The biggest benefit of a decentralized exchange is the security, as trades just happen between me and you. It's very very different from a centralized exchange. I personally believe there will always be users who're familiar with the centralized exchange and will always feel more comfortable just opening a browser and entering an exchange this way. I think centralized and decentralized exchanges will likely co-exist for a couple of years, before we see hybrid forms get created.

CG: How will atomic swaps work with layer-two scaling solutions like Bitcoin's Lightning Network?

KS: [Atomic swaps] will be possible on layer-two scaling solutions, definitely, but they'll be a little bit different. Basically you would need some sort of gateway.
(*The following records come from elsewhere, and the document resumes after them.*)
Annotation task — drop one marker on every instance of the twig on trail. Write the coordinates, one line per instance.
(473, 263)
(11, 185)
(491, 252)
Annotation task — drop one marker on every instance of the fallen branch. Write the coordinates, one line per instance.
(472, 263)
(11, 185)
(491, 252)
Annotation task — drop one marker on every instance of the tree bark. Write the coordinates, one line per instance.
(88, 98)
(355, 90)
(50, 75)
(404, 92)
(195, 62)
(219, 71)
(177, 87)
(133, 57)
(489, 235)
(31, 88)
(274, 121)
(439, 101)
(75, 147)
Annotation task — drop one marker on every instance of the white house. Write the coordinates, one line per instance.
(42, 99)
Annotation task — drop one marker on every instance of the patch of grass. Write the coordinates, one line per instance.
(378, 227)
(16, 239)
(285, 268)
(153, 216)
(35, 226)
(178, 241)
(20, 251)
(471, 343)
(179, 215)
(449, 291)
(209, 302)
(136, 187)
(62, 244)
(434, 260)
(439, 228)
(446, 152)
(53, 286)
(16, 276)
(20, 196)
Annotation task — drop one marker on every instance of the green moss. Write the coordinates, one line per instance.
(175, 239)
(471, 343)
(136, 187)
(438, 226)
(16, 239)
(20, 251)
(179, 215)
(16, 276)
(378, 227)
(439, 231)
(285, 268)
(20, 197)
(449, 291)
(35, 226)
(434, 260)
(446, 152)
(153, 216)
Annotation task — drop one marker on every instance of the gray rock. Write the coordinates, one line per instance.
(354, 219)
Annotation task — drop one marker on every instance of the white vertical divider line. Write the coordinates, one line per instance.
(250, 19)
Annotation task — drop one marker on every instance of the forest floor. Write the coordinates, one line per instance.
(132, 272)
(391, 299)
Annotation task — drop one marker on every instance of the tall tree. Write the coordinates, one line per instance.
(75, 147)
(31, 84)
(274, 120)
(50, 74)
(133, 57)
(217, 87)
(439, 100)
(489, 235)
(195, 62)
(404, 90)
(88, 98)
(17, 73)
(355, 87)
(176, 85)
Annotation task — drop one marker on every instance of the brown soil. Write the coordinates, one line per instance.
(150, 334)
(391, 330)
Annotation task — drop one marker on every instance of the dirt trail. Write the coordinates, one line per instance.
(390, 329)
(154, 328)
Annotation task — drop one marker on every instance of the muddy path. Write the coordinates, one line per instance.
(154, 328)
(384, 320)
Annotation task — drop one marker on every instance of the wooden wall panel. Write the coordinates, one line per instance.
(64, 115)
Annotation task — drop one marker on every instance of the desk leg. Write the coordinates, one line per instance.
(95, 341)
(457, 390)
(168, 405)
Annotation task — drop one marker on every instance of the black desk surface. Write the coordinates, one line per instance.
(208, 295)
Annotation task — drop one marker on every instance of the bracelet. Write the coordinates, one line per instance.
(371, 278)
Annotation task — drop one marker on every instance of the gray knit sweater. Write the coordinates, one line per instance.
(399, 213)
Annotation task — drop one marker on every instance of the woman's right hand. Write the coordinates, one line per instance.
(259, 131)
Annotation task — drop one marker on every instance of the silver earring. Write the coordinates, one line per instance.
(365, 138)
Even though the coins are "locked" on the scaling solution, I believe atomic swap implementations could wait until the tokens arrive at the endpoint, exit the LN, and get unlocked again.

So if we did a trade and the LN was involved, it wouldn't be confirmed until the last steps were done - coins unlocked and tokens out of the second layer. We've developed something we call a trust API - while we're always trying building the system trustless we know normal users don't like to wait for confirmations, so in this case the system will allow a trade without the wait for the confirmation, or without waiting for the bitcoins to exit the LN.

I see other systems doing the same, so we would have an additional validation and confirmation layer allowing us to use the LN for atomic swapping. But it'll be different.

CG: When will Komodo's BarterDEX be live?

KS: Our decentralized exchange is live, publicly accessible, and already online. However, BarterDEX just entered the alpha testing stage two to three weeks ago and we're preparing for beta testing. We will make a public pre-release soon, however this is still a backend software, there is no graphical UI available right now.

We are planning to release a mobile solution - a smartphone trading application utilizing atomic swaps - later this year. A third-generation decentralized exchange.

CG: What's the Komodo token's role in all of this?

KS: We haven't really created Komodo as some sort of gas or fueling token for a decentralized exchange or any other technology. Our tech is 100% open and Komodo is the flagship token of the platform itself. The coin utilizes all the technologies we've built, and Komodo is more or less a "mothership," in the sense that it's the big spaceship where everything else - the other small projects - are created.

Komodo is like this big base foundation that we've laid for all the new tokens we see. We have dozens of blockchains being created with Komodo, that's its role. It's the glue that sticks dozens of projects, developers, and communities together and connects them while providing them a compatibility layer.

CG: Komodo hit a near $12 all-time high during the crypto market's peak, and now it's under $1, are you worried about its price performance, or the impact this may have on people's perspective into the market?

KS: To be honest I have no issue with the current market condition. While people say this was a really bad bear market, I think its normal as all coins are kind of pegged to bitcoin and if bitcoin goes down they all do.

At the end of the day 2018, the year everyone calls the worst crypto year, was the best one for me and every developer I know. We never had so much technology get created, we never had so many contracts and deals be made in the blockchain space. Although prices are down and Komodo along with it, the price to me is completely irrelevant. For me personally, it's irrelevant and the market should never be linked to the technology layer, they're two different things.

CG: Is there anything else you'd like to share with our audience?

KS: Yes, take a look at Komodo. It is a very promising technology, a young platform, and we've never really looked at the rest of the ecosystem as competition. If someone's following the media, we have security collaborations and vulnerability disclosure agreements.

Our big, big vision was to connect blockchain and provide this compatibility layer - and we've done it. We're open for other blockchains, users and developers to join.